Нелегко было заставить разойтись такую орду. Если бы широко распахнулись ворота Бедлама, то и оттуда не вырвались бы на волю такие безумцы, какими сделала бунтовщиков эта ночь бешеного разгула. Здесь были люди, которые плясали на клумбах, топча ногами цветы с такой яростью, словно это были их противники, и обламывали венчики со стеблей, как дикари, сносящие головы врагам. Были и такие, что бросали свои горящие факелы в воздух, и факелы падали им же на головы, причиняя сильные и безобразные ожоги. Иные кидались к кострам и голыми руками болтали в огне, словно в воде, а некоторых приходилось удерживать силой, не то они в каком-то неутолимом бешенстве прыгнули бы в огонь. Один паренек — на вид ему не было и двадцати лет — свалился пьяный на землю, не отнимая от губ бутылки, а на голову ему потоком жидкого огня полился с крыши расплавленный свинец и растопил череп, как кусок воска. Когда перед уходом стали собирать людей, из погребов вытаскивали еще живых, но словно обожженных каленым железом, и те, кто нес их на плечах, дорогой пробовали расшевелить их непристойными шутками, а придя в город, сваливали трупы в коридорах больниц. И никому в орущей толпе все это не внушало ни сострадания, ни отвращения, ничто не могло утолить слепой, дикой, бессмысленной ярости этих людей.
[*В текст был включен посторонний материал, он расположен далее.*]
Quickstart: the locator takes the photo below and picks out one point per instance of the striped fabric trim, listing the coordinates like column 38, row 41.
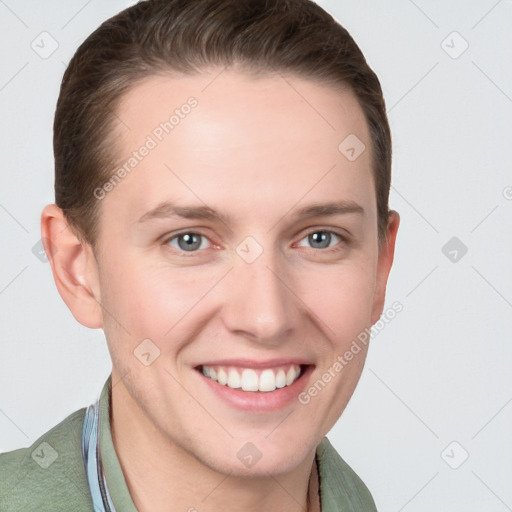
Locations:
column 91, row 455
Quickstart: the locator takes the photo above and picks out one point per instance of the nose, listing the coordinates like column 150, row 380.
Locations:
column 260, row 302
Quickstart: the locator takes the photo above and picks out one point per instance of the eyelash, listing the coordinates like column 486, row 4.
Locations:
column 344, row 239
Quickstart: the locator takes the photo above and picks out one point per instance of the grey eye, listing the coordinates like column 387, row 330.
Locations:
column 188, row 242
column 321, row 239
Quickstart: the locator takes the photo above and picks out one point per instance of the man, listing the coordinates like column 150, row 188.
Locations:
column 222, row 178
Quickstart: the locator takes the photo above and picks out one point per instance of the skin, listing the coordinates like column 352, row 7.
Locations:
column 257, row 150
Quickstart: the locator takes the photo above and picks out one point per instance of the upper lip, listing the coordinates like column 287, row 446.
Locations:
column 251, row 363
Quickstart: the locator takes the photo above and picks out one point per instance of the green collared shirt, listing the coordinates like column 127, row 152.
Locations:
column 49, row 475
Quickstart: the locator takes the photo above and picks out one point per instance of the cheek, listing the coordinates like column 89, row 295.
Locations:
column 149, row 299
column 342, row 298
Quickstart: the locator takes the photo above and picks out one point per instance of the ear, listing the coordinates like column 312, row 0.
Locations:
column 74, row 267
column 385, row 260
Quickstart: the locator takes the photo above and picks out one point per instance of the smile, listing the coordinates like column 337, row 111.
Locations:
column 249, row 379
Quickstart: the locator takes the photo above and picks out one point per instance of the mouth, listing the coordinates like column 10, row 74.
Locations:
column 250, row 379
column 256, row 389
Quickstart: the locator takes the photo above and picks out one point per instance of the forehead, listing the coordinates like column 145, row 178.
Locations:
column 214, row 134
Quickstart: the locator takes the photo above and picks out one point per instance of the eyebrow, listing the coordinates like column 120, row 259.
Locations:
column 168, row 209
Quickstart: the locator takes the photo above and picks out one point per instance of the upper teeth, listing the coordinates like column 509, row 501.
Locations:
column 253, row 380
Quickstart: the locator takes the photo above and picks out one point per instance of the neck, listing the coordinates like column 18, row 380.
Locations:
column 159, row 472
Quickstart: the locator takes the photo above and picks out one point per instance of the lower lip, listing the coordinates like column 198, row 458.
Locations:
column 259, row 401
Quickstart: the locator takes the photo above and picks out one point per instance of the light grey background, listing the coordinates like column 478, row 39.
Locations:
column 440, row 371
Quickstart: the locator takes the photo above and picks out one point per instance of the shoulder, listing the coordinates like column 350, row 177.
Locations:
column 340, row 487
column 49, row 474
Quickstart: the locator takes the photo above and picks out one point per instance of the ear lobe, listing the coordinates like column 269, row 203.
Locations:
column 386, row 256
column 74, row 267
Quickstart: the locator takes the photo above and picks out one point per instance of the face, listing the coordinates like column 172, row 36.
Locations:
column 241, row 245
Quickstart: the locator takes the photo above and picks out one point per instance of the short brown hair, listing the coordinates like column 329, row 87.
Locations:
column 157, row 36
Постепенно, маленькими группами расходились бунтовщики с хриплыми криками «ура!» и обычным своим боевым кличем «Долой папистов!». Последние отставшие с налитыми кровью глазами брели за ранее ушедшими, окликая друг друга. Их голоса и свист замирали вдали. Наконец и они затихли, наступила тишина»
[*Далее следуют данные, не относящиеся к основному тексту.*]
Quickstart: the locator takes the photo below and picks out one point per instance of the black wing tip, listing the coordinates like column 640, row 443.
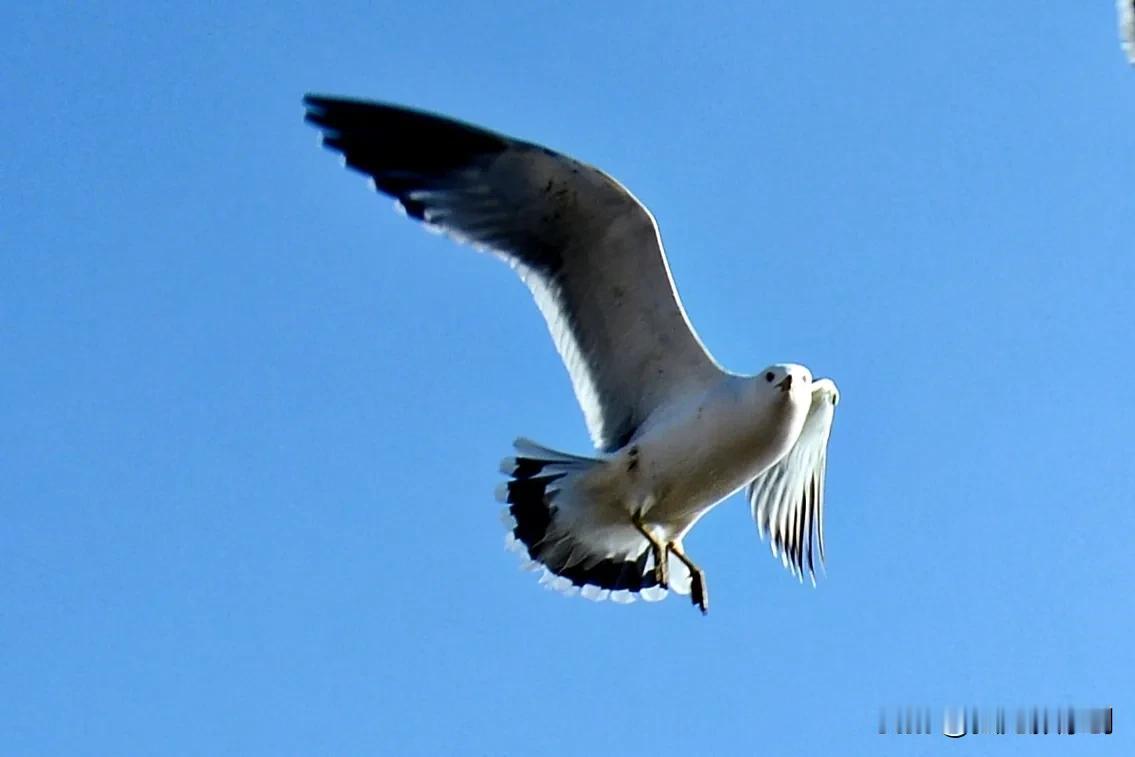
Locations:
column 379, row 137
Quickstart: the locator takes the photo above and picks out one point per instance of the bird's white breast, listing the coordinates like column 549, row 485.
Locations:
column 694, row 455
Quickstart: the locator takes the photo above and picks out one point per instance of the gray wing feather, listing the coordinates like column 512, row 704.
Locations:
column 588, row 251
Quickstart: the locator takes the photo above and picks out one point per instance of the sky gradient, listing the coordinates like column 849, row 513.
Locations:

Тишина! Яркое зарево пожара сменилось слабо мерцавшим светом, и кроткие звезды, прежде не видные, глядели с вышины на почерневшие развалины.
Над развалинами стлался густой дым, словно пытаясь скрыть их от взора господня, и ветер не смел разгонять этот дым. Голые стены, вместо крыши — открытое небо. Комнаты, где дорогой умерший провел столько светлых дней, каждое утро пробуждаясь к новой жизни и деятельности, где столько родных людей грустили и радовались, комнаты, которые укрывали столько дум, надежд, сожалений, видели столько перемен, — все погибло, ничего не осталось, только дымящаяся груда золы и пепла, унылая и жуткая картина полного разорения, тоскливое безмолвие пустыни.